Now I felt tinglingly aware! But who he
was, and what he was hoping
for, I was little interested in. And as
I was seeing Tom, I was also
writing letters to another man stationed
overseas, thinking the more men
who were interested in me, the better I'd
feel. But I didn't feel
better, I felt ashamed, and stopped seeing Tom
after a few months. I was
22, and already felt weary about the future.
Several
months after this, a great thing happened: I
began to have Aesthetic
Realism consultations! "How tired are
you of life?" my consultants
asked me. How did they know? I wondered,
but I languidly answered
"Ah, not too terribly tired."
Consultants:
Do you feel the world is interesting
or dull?
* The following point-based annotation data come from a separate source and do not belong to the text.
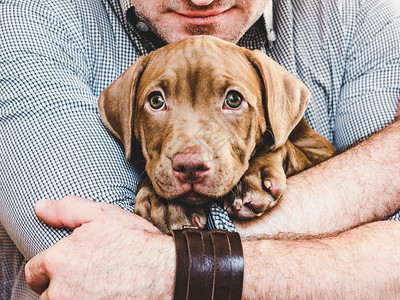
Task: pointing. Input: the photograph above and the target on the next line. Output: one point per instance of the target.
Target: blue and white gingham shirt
(56, 56)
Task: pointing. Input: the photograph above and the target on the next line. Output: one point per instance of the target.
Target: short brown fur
(245, 154)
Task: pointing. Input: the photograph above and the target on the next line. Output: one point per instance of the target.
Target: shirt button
(142, 26)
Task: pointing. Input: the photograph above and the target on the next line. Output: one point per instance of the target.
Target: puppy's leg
(164, 214)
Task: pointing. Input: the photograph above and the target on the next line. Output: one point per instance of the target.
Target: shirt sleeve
(371, 83)
(52, 141)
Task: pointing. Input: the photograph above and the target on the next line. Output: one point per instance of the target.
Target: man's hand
(111, 254)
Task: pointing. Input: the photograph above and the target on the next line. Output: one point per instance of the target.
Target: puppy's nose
(191, 166)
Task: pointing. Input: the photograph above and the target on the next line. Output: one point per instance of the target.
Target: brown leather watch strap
(209, 264)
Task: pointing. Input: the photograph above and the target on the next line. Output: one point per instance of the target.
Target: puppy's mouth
(194, 198)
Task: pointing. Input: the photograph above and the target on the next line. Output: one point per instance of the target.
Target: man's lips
(205, 17)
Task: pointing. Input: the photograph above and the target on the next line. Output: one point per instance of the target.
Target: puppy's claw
(226, 204)
(197, 221)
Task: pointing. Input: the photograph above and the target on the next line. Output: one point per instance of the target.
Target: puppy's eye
(156, 101)
(233, 100)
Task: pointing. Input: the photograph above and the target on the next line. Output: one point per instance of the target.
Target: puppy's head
(198, 108)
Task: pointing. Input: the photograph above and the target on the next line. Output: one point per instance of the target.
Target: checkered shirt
(57, 56)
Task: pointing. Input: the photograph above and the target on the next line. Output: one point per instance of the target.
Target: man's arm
(139, 261)
(362, 184)
(52, 142)
(358, 186)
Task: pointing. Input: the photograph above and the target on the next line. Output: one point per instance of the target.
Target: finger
(69, 212)
(36, 275)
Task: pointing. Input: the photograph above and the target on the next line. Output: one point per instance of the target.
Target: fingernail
(43, 203)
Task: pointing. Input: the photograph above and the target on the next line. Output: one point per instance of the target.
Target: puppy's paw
(167, 215)
(255, 194)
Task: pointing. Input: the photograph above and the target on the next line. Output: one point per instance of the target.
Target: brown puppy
(215, 121)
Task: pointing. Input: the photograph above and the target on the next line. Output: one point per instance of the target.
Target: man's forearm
(363, 263)
(355, 187)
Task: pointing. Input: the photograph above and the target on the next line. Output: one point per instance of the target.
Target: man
(60, 55)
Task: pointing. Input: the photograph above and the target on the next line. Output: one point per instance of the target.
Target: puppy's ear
(285, 96)
(117, 102)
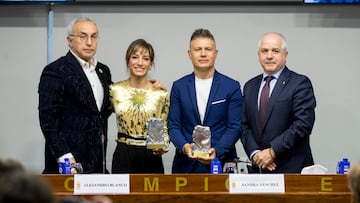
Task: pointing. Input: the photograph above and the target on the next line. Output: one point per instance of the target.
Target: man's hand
(207, 160)
(265, 159)
(157, 85)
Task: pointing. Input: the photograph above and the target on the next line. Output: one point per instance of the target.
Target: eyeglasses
(85, 37)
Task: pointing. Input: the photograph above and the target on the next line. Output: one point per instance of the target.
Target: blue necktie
(264, 98)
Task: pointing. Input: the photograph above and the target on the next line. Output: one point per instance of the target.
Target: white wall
(323, 43)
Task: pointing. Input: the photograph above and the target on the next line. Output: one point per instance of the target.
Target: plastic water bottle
(346, 165)
(343, 166)
(65, 167)
(215, 166)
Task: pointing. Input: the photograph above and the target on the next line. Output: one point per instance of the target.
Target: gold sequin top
(134, 106)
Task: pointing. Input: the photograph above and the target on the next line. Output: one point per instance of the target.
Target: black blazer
(289, 119)
(69, 117)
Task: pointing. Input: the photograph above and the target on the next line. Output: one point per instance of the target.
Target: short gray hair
(76, 20)
(283, 44)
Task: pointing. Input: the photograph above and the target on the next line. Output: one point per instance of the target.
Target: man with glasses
(74, 103)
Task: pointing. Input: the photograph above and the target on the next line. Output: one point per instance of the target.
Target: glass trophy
(155, 133)
(201, 141)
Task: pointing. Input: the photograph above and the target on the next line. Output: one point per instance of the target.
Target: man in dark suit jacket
(74, 103)
(208, 98)
(281, 144)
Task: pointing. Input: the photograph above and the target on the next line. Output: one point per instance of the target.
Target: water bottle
(343, 166)
(346, 165)
(65, 167)
(215, 166)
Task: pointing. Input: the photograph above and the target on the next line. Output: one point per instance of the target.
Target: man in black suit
(74, 103)
(278, 143)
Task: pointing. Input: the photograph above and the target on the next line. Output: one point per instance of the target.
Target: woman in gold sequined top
(135, 101)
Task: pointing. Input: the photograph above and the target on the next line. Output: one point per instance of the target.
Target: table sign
(101, 184)
(256, 183)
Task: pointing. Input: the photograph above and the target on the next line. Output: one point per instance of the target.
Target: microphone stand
(103, 152)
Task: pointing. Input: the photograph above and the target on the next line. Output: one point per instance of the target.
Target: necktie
(264, 98)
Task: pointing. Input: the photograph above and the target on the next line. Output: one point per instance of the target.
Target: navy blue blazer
(223, 116)
(289, 119)
(69, 117)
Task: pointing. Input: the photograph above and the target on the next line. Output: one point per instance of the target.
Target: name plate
(256, 183)
(101, 184)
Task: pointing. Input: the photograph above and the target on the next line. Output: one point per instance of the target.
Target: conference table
(209, 188)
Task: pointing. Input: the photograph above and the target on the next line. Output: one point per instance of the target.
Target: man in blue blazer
(282, 143)
(74, 103)
(208, 98)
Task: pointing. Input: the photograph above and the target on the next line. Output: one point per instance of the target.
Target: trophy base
(154, 146)
(201, 154)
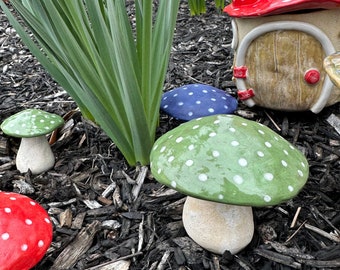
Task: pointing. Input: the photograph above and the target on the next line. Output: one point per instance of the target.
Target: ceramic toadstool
(25, 231)
(249, 8)
(197, 100)
(226, 165)
(32, 125)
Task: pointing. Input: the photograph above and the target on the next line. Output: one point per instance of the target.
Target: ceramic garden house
(280, 47)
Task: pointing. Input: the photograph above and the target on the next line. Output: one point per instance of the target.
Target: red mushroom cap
(252, 8)
(25, 231)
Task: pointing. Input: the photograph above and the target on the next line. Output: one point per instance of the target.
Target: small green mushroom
(226, 165)
(32, 125)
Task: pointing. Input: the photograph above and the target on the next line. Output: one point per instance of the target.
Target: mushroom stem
(218, 227)
(35, 154)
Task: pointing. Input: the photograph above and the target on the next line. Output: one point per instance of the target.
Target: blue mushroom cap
(197, 100)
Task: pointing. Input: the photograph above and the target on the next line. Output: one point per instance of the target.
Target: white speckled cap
(228, 159)
(31, 123)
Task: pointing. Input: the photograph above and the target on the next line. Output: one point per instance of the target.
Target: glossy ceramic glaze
(228, 159)
(197, 100)
(31, 123)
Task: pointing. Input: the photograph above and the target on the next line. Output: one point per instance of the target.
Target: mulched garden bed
(105, 211)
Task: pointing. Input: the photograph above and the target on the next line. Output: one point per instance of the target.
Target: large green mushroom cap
(31, 123)
(228, 159)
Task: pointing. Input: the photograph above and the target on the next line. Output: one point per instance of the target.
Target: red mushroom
(25, 231)
(251, 8)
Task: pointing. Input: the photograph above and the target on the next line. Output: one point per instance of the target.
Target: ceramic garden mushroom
(279, 47)
(25, 231)
(226, 165)
(197, 100)
(32, 125)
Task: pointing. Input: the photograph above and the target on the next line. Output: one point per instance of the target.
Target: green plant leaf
(113, 73)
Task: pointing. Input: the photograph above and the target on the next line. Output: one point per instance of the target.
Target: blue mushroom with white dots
(226, 165)
(197, 100)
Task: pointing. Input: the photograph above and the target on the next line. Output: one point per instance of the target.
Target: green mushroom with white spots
(31, 126)
(226, 165)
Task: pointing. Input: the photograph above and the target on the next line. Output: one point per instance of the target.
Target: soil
(102, 212)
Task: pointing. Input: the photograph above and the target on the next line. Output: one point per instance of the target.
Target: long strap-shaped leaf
(89, 48)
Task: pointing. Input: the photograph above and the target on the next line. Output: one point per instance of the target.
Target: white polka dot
(235, 143)
(238, 179)
(5, 236)
(179, 139)
(267, 198)
(189, 162)
(28, 221)
(268, 176)
(242, 162)
(24, 247)
(260, 153)
(203, 177)
(216, 153)
(268, 144)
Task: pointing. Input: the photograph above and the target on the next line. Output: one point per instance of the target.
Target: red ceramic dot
(312, 76)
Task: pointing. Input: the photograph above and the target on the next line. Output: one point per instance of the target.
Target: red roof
(253, 8)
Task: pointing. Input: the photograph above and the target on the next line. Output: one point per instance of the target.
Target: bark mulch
(108, 215)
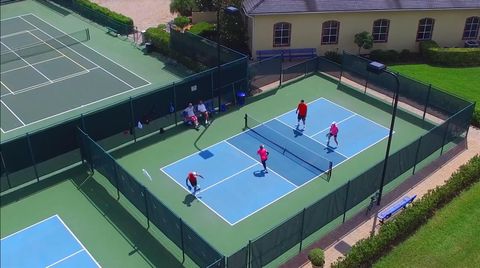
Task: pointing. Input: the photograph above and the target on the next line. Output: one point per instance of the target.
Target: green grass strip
(450, 239)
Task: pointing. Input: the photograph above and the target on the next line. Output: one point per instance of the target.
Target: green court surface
(70, 80)
(156, 152)
(103, 225)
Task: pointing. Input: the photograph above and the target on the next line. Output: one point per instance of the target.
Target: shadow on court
(127, 226)
(189, 198)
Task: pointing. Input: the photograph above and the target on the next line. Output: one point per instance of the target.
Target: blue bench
(293, 53)
(400, 204)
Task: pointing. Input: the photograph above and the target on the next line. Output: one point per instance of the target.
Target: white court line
(58, 51)
(26, 62)
(262, 166)
(23, 90)
(25, 66)
(66, 227)
(26, 228)
(71, 255)
(199, 199)
(76, 108)
(18, 118)
(11, 92)
(89, 48)
(357, 114)
(235, 174)
(13, 34)
(316, 133)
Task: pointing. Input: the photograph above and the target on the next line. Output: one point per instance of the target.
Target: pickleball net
(288, 147)
(44, 46)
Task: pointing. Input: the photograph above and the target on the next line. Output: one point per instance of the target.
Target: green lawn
(464, 82)
(450, 239)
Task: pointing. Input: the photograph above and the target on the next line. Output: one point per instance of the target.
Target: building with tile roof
(331, 25)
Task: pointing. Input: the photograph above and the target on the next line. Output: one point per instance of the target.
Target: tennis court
(48, 243)
(233, 173)
(47, 72)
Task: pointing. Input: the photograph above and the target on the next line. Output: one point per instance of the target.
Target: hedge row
(101, 15)
(160, 40)
(460, 57)
(367, 251)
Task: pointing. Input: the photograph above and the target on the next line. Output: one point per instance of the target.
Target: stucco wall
(306, 29)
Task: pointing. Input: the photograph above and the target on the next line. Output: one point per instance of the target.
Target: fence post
(6, 170)
(144, 192)
(281, 70)
(32, 156)
(116, 179)
(181, 239)
(416, 155)
(445, 134)
(301, 230)
(175, 102)
(426, 101)
(346, 203)
(134, 124)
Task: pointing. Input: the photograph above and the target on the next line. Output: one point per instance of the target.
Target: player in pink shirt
(333, 132)
(263, 157)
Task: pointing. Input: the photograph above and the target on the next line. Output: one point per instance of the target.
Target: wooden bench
(292, 53)
(400, 204)
(112, 32)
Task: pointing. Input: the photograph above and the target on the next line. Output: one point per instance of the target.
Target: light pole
(230, 10)
(378, 68)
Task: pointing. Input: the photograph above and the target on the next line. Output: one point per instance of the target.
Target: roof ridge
(256, 5)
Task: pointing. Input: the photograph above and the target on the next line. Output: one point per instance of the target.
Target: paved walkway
(361, 226)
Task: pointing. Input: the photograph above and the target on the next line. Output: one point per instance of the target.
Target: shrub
(333, 56)
(365, 252)
(121, 23)
(159, 38)
(317, 257)
(181, 22)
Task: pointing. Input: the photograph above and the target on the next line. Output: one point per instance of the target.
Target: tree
(363, 40)
(184, 7)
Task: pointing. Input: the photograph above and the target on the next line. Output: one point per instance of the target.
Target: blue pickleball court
(235, 185)
(48, 243)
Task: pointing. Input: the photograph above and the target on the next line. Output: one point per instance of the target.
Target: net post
(301, 230)
(146, 206)
(330, 167)
(345, 204)
(32, 156)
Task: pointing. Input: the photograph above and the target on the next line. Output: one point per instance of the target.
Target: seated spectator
(190, 115)
(203, 111)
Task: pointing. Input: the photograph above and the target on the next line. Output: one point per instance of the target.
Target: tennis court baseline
(48, 243)
(235, 185)
(46, 73)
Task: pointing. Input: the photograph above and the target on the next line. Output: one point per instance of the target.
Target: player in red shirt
(263, 157)
(333, 132)
(301, 113)
(192, 178)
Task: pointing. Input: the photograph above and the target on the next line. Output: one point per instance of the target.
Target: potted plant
(317, 257)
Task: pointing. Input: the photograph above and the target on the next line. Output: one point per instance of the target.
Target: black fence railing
(172, 226)
(292, 232)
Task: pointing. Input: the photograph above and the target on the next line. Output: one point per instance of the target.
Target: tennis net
(288, 147)
(44, 46)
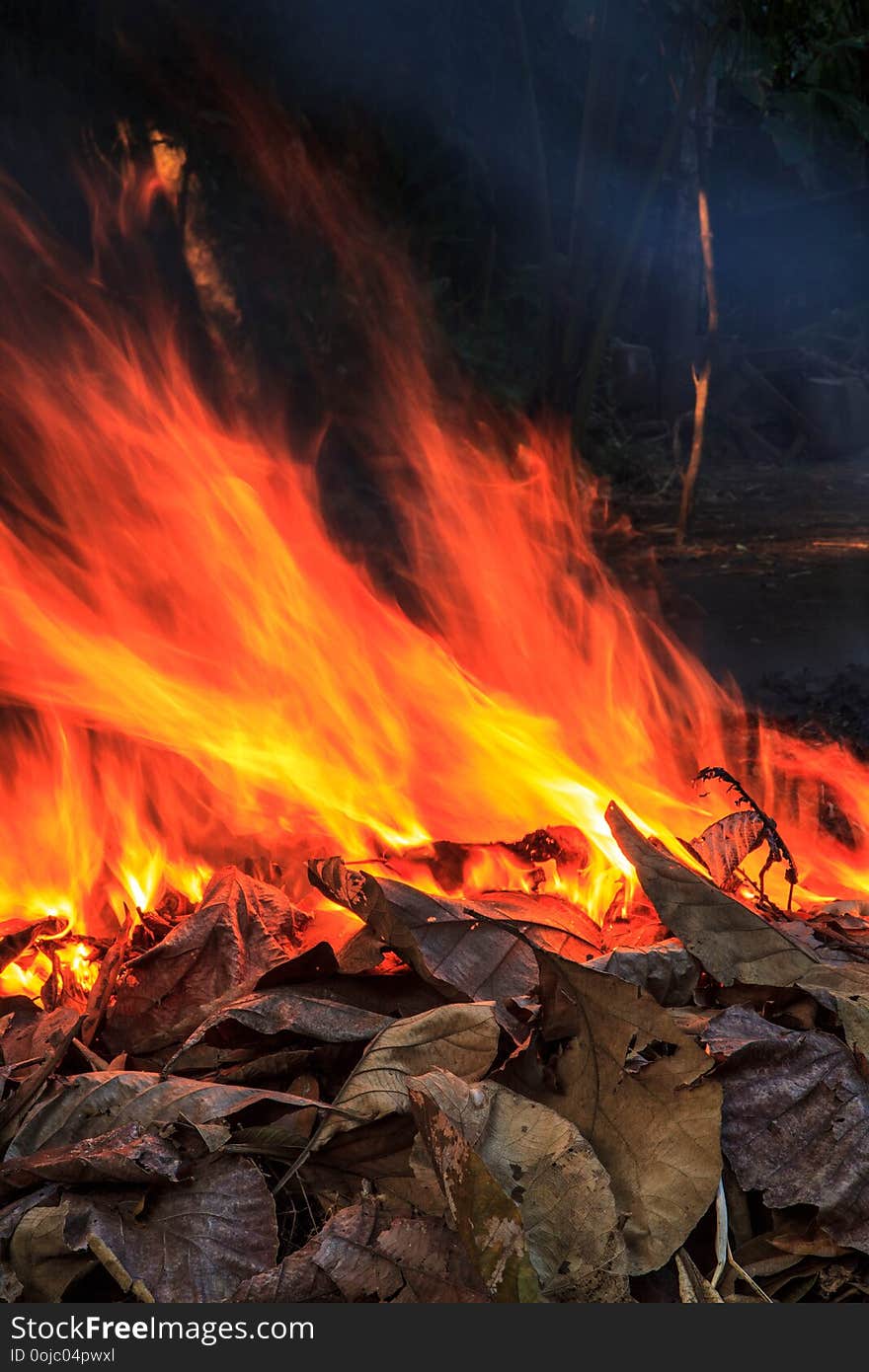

I hadn’t seen it as
interesting, but I felt honestly hopeful
that I was going to learn how. Then they
asked: "Are you going
to like the world because you have a lot of
men interested in you…or because
you see it in a way that is honest, beautiful,
and just?"
As
my consultants talked about the meaning of
this principle of Aesthetic
Realism “The world, art, and self explain each
other: each is the aesthetic
oneness of opposites,” I began to see things
differently. One question
they asked was "Are you, like this table, both
surface and depth?"
This was the beginning to seeing many things
with greater dimension.
After this consultation, I had a fresh
awareness of the world around me.
Walking down the street, I felt something new:
I was related to things—to
a maple tree I saw--it was one tree with many
leaves as I was one person
with many thoughts. And as I passed a
woman, I felt a kinship: she
had a surface, and also feelings beneath, as I
did.
2.
Awareness in an important Woman of the
20th Century
Frances Perkins, whom
my colleague Irene Reiss
spoke about in a seminar here some years ago,
is a person I admire for
her passionate,
scientific work to have social
and economic justice come to the American
people. A
former secretary of labor said of her: "Every
man and woman who works at
a living wage, under safe conditions, for
reasonable hours, or who is protected
by unemployment insurance or social security,
is her debtor."
Frances
Perkins was born in Boston in 1880. Her
parents were well
off, described by Bill Severn in his biography
as "strict conservative
pillars of the Congregational Church," who
"protected [their daughter]
from the harsher realities of life. She was
shielded from those who lived
in less fortunate homes, cautioned not to
speak to strangers."
She
was encouraged to feel she was better than
some people and should keep
her distance. This, however, made her
fearful. She recalled
that she was exceedingly shy, so much so that
she hesitated to walk "into
the public library to ask for a book or to go
into a store to buy a spool
of thread."
When she began school
and became aware that one of her best friends
came from an impoverished
home, she was troubled, and anxiously asked
her parents questions.
"In Frances Perkins family's opinion," Severn
writes,
alcohol
was the primary evil that
dragged…people down into poverty, along with
shiftlessness….Her father
[told] her [she] shouldn't concern herself
with such things, when she asked
"But why are so many nice people poor?"
She would come to have a
vivid awareness of "such
things"; they would concern her life most.
While
attending college at Mount Holyoke, one of her
professors encouraged
her to major in chemistry. Unlike me,
she felt the stimulus of the
course “opened her mind and gave her a
scientific approach to other things."
For a course she took on industrial growth in
America, she visited factories
and described the shocking conditions of
working people.
"I was
horrified at the work that
many women and children had to do in
factories…."There were absolutely
no effective laws that regulated the number
of hours they were permitted
to work. There were no provisions which
guarded their health nor…compensation
in case of injury. Those things seemed
very wrong."
She was becoming keener
and keener--using scientific
observation to come to logical
conclusions. Biographer George Martin
wrote:
She
discovered that one serious accident—say,
the loss of a man’s hand—could drive a
steady, sober working family into
penury…. Avoiding poverty therefore was not
a question simply of liquor
or laziness but also of safety devices on
machines…."
When, in her senior year
she heard a speech by
the important reformer Florence Kelley on the
horrors of child labor and
sweatshops, Ms. Perkins
knew with certainty
social justice would be her vocation.